The transactional and manual prior authorization (PA) that sometimes even involves an anticipated relic of the past, the fax machine, creates needless impasses for healthcare providers, payors, and patients. To address this issue, the healthcare sector has invested in technology capable of integrating with electronic systems. The benefit of such technology is clear, but it remains unclear whether patients should have a say in how their personal health information (PHI) is communicated during the PA process.
In its current administrative form, the PA process is correlated with lowered quality of practice management and patient care. The American Medical Association (AMA) defines PA as when providers need approval from health insurance payors ahead of performing medical services to patients. According to a 2022 AMA survey, 88% of 1,001 providers associated PA with a considerable burden on their practices, and 89% reported a negative perception of PA on clinical outcomes. The process is time-consuming, as the survey also notes providers reported an estimated average of 2 days per week dedicated to PA.

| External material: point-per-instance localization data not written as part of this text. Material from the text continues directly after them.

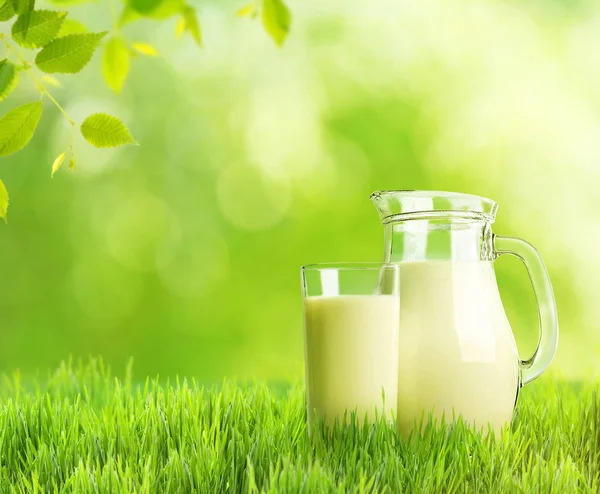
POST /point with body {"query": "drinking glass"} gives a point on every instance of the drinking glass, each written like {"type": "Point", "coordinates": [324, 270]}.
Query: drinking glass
{"type": "Point", "coordinates": [351, 326]}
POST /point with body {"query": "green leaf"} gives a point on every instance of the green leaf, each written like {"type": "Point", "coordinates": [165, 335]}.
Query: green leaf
{"type": "Point", "coordinates": [3, 201]}
{"type": "Point", "coordinates": [145, 6]}
{"type": "Point", "coordinates": [18, 126]}
{"type": "Point", "coordinates": [135, 9]}
{"type": "Point", "coordinates": [53, 81]}
{"type": "Point", "coordinates": [6, 10]}
{"type": "Point", "coordinates": [69, 54]}
{"type": "Point", "coordinates": [71, 2]}
{"type": "Point", "coordinates": [145, 49]}
{"type": "Point", "coordinates": [72, 26]}
{"type": "Point", "coordinates": [23, 6]}
{"type": "Point", "coordinates": [57, 162]}
{"type": "Point", "coordinates": [247, 11]}
{"type": "Point", "coordinates": [105, 131]}
{"type": "Point", "coordinates": [115, 64]}
{"type": "Point", "coordinates": [37, 28]}
{"type": "Point", "coordinates": [8, 78]}
{"type": "Point", "coordinates": [276, 19]}
{"type": "Point", "coordinates": [190, 24]}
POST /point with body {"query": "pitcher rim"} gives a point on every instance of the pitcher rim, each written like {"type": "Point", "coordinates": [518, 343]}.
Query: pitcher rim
{"type": "Point", "coordinates": [486, 212]}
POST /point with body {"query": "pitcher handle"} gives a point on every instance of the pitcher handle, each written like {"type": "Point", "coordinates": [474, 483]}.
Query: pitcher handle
{"type": "Point", "coordinates": [542, 287]}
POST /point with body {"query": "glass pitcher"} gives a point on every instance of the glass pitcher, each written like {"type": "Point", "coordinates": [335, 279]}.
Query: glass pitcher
{"type": "Point", "coordinates": [457, 353]}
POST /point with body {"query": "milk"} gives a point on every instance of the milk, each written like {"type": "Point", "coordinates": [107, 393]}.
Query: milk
{"type": "Point", "coordinates": [351, 356]}
{"type": "Point", "coordinates": [456, 351]}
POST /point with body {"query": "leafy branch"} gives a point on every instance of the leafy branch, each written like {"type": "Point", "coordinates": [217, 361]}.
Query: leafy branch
{"type": "Point", "coordinates": [64, 46]}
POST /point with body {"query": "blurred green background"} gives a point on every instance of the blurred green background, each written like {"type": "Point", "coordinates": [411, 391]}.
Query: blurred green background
{"type": "Point", "coordinates": [184, 252]}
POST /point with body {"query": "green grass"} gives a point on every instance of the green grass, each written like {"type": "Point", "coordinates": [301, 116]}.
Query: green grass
{"type": "Point", "coordinates": [84, 431]}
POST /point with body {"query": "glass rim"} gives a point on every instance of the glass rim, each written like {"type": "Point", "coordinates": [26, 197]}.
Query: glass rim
{"type": "Point", "coordinates": [349, 266]}
{"type": "Point", "coordinates": [403, 205]}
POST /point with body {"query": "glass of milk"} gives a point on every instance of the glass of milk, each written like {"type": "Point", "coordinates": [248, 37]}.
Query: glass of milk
{"type": "Point", "coordinates": [351, 323]}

According to the vice president of consulting at SYNEGERN Health, Terri Gatchel-Schmidt, one solution for alleviating the PA burden is robotic process automation (RPA). RPA, as a MuleSoft blog post notes, is technology that uses software bots to handle repetitious and laborious manual tasks, particularly for workstreams necessary to an enterprise’s operation. For example, RPA can centralize otherwise fragmented workflows, decrease human error, and increase tactical efficiencies and revenue operations. RPA technology alone may still involve manual function at certain stages of PA, which is one possible reason why the healthcare arena stands to benefit from technology combining RPA and artificial intelligence (AI). Put the two together, and the PA process might just be ripe to become hands-off.
For healthcare entities that integrate AI/RPA for PA, they must ensure the technology adheres to HIPAA. The same applies to companies that sell AI/RPA technology. The HIPAA Privacy Rule requires the protection of PHI, including for health plans and electronic data transmission. In this way, patients can expect any AI/RPA technology that providers and payors use to handle sensitive information is HIPAA-compliant. Since HIPAA requires healthcare entities to undertake protective measures, patients’ input on how their data are transmitted for PA may be considered irrelevant.

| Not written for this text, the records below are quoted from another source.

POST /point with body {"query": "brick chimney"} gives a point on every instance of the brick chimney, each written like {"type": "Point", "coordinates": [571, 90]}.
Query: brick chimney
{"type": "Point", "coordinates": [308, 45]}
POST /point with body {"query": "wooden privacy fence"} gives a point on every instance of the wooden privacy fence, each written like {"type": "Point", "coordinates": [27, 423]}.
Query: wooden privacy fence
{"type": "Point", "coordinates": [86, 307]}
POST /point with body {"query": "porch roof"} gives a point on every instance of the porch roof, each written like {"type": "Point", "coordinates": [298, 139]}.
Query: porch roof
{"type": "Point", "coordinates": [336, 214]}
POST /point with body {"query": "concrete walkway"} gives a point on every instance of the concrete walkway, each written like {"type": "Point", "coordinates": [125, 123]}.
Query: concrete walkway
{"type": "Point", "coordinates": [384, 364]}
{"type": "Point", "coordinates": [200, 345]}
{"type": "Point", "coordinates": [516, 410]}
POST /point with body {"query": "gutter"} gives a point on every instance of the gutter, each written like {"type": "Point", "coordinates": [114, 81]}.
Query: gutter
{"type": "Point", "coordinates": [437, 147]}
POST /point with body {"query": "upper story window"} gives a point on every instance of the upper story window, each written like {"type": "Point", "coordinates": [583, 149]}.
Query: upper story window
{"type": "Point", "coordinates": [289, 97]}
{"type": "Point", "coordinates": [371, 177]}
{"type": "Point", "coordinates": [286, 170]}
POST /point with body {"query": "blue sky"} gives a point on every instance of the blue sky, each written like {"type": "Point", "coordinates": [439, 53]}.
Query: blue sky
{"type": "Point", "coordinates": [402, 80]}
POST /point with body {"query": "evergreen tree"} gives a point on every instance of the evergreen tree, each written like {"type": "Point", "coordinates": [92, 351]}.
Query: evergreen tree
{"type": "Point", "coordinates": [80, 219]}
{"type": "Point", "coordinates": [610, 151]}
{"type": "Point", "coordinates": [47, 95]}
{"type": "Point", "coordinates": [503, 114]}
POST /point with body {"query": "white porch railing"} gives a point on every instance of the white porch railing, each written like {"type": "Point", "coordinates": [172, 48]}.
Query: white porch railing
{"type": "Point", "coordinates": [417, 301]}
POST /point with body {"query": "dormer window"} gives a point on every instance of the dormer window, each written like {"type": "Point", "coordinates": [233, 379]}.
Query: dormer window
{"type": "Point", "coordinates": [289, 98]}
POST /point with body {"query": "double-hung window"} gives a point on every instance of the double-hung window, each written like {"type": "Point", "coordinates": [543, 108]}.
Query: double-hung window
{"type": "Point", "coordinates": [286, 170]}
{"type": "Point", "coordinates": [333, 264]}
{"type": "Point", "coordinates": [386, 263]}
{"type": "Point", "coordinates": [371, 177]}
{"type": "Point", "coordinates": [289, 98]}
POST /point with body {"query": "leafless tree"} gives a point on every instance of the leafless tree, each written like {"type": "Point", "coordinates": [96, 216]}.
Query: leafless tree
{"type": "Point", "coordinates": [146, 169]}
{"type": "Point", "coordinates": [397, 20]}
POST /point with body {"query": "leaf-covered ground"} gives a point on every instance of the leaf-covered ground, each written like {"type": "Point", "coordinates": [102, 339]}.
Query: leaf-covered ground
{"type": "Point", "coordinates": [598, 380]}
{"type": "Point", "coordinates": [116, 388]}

However, data breaches give reason for concern. In 2021, cyber attackers stole more than 1.1 million patient records. According to a Healthcare Dive article, the healthcare industry’s overall cybersecurity infrastructure is lagging, a partial byproduct of resource constraints. Amid the healthcare ecosystem’s growing vulnerability to breaches, ChatGPT mania spurs two types of investment in AI: from backers of AI companies and hackers of healthcare organizations. If the healthcare industry’s cybersecurity measures are not enough to safeguard against the proliferation and sophistication of cyberattacks, then entities adopting AI/RPA technology for PA should consider patient approval for the communication of their personal data.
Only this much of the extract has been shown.